Released last week, SAFO 21007 stated the notams will specify where radio altimeter operations will be prohibited per airworthiness directives issued this month (AD 2021-23-12 and AD 2021-23-13).
Covering all transport and commuter category airplanes, and all helicopters equipped with a radio altimeter, the ADs “were prompted by a determination that radio altimeters cannot be relied upon to perform their intended function if they experience interference,” the FAA said. It also noted, “The radio altimeter is an important aircraft instrument, and its intended function is to provide direct height-above-terrain/water information to a variety of aircraft systems.”
The FAA explained that because the radio altimeter is more precise than a barometric altimeter, it is used where aircraft height over the ground needs to be precisely measured, such as during autoland or other low-altitude operations. It must detect faint signals reflected off the ground, making it vulnerable to interference with out-of-band signals.
“Anomalous (missing or erroneous) radio altimeter inputs could cause...other systems to operate in an unexpected way during any phase of flight—most critically during takeoff, approach, and landing phases,” the agency said and listed a number of such systems that could be affected.
These included: Class A terrain awareness and warning system (TAWS-A), enhanced ground proximity warning systems, traffic alert and collision avoidance systems (TCAS II), takeoff guidance systems, flight control, tail strike prevention systems, windshear detection systems, envelope protection systems, altitude safety call out/alerts, autothrottle, thrust reversers, flight director, primary flight display of height above ground, stick pusher, engine and wing anti-ice systems, and automatic flight guidance and control systems.
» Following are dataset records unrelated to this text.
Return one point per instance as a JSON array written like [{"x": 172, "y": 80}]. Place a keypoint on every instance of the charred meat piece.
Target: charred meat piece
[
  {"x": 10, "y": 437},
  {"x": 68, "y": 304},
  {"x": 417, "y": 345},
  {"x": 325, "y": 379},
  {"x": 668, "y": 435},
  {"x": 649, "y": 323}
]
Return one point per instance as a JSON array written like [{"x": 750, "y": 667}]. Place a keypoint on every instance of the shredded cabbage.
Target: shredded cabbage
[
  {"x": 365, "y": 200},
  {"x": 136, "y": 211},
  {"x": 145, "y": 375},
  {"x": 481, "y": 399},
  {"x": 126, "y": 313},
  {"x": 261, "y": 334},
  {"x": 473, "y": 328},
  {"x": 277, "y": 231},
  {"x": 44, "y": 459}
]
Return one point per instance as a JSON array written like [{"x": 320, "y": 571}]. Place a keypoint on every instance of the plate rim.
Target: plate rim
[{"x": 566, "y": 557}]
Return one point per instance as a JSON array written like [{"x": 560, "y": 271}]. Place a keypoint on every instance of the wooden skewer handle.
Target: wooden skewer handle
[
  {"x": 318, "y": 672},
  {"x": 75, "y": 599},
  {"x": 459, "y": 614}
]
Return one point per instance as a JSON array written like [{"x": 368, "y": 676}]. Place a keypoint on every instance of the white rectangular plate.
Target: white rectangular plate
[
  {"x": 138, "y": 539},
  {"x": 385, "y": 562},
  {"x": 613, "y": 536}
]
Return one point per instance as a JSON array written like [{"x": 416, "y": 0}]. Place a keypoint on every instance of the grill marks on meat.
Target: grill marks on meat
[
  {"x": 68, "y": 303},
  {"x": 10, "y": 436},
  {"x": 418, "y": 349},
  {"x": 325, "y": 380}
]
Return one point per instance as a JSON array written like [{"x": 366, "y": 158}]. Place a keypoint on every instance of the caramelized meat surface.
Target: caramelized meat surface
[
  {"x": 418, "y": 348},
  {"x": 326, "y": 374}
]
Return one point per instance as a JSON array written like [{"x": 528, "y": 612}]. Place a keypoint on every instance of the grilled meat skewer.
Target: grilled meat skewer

Rollout of the 5G C-band wireless broadband is anticipated on January 5 initially in 46 predetermined areas. The notams will identify the areas, airports and heliports, and procedures where the radio altimeter may be unreliable and also specify where certain operations would be prohibited, along with exceptions for operators that have FAA-approved alternative methods of compliance.
An airspace notam will delineate a three-dimensional area where the radio altimeter is unreliable from 5G C-Band wireless broadband interference. An aerodrome notam will outline public airports and heliports where radio altimeters would be unreliable in the presence of the 5G C-band. The FAA further is developing notams identifying the public and special instrument approach procedures affected by 5G C-Band interference.